Modern life being what it is and all, pretty much everyone knows what goes on behind the scenes on a movie set. The veil has been lifted, which means that even casual moviegoers have a sense of how difficult it is for any movie to get made, which to me reads as the death of that childhood ideal, the simple act of “Making Movies.”
Which brings us to the basic concept of mumblecore.
For better or worse, mumblecore artists are the ones out there who are Making Movies for the sake of Making Movies. Going in, you should know: this is not necessarily a pleasant experience. There’s a reason we call it “the ugly truth.” But if film itself is a beautiful lie, then the opposite (and mumblecore very much exists in opposition to what we consider ‘film’) must be equally true, and equally valid.
In a best case scenario, the breeding ground of mumblecore leads its adherents into the so-called “real world” of film, where their particular grasp of humanity finds application in a more acceptable guise. Talents as varied as Andrew Bujalski (Funny Ha Ha; the upcoming Computer Chess), Lena Dunham (Tiny Furniture, Creative Nonfiction) and the Duplass Brothers (Baghead, The Puffy Chair) are considered to be part of the movement, even as they have moved away from it into more mainstream territory.

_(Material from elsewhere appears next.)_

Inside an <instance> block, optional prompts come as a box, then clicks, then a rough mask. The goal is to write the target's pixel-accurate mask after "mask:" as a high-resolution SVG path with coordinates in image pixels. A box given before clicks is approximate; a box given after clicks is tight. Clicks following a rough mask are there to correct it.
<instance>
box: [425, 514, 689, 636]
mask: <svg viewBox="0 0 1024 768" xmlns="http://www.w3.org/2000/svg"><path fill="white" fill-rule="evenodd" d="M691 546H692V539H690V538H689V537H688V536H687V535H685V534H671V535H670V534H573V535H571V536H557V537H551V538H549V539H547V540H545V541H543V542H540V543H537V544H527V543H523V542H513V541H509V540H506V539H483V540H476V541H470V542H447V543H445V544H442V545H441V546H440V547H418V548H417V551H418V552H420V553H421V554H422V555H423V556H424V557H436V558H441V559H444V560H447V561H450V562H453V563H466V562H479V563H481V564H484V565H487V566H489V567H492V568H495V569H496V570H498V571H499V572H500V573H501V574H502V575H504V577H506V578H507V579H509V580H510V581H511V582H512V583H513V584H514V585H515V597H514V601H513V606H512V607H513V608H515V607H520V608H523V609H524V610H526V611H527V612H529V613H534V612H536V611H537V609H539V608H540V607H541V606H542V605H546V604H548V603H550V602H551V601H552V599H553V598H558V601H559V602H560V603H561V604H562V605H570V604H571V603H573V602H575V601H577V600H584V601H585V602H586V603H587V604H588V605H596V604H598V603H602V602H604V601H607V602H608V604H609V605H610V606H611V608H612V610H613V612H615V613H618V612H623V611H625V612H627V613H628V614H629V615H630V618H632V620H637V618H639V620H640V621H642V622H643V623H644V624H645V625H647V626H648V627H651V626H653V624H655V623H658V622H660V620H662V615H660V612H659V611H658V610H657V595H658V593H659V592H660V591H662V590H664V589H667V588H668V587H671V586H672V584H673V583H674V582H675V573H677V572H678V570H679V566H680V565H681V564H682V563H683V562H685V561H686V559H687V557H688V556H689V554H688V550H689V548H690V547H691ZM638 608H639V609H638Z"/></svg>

The main linking thread is the focus in on the emotional upheavals and romantic travails of often thuddingly inarticulate young, white, passive aggressive, upper middle class men and women, extremely low budgets (generally under ten thousand and often less than five), and a small pool of talent that take turns directing in and starring in one anothers films. Now, just from the description, this probably sounds like something to avoid with everything in your power. But… for me at least, there’s something about these movies, some kind of appeal in the way they strip away the artifice; the forced quirkiness you usually find in movies of this kind.
It’s the humanity.
There is a version of the world that exists in movies. Sometimes it can come close to being our world, and oftentimes we readjust our reality so we can allow ourselves to believe this is our world, but it just isn’t so. Our houses and our apartments aren’t art directed. Our skin isn’t perfect. We don’t come up with the perfect speech to win someone back, with thematic parallels to our paramour’s favorite book. And we sure as shit don’t date in montage form, scored by a catchy pop single. We’re not as articulate, charming, or good looking as the people on the big screen, and that’s the way we like it. Everything is magnified, that much bigger and better than reality, because reality is free, and movies cost $12 a pop. More, if you need to hire a babysitter.
So we go and we watch the beautiful people, and try to put ourselves in their shoes, probably not intuiting the damage this can do to our sense of self. When there are monsters or aliens, or effete British terrorists, it’s easy to tell yourself “It’s just a movie…” But when the main concern isn’t fulfilling an ancient prophecy or killing all the zombies; when the concern is getting that promotion or finding somebody to love, it’s much harder to separate the circumstances onscreen from the ones in your life, even though the inherent lack of reality is almost exactly the same.
We compare ourselves to the idols onscreen, and their adventures, and we find ourselves wanting. Mumblecore presents itself as an alternative to all that. That alternative being real life, in all its imperfection.
Maybe it’s not your specific reality, but it’s certainly someones, and that is a valid, noble thing.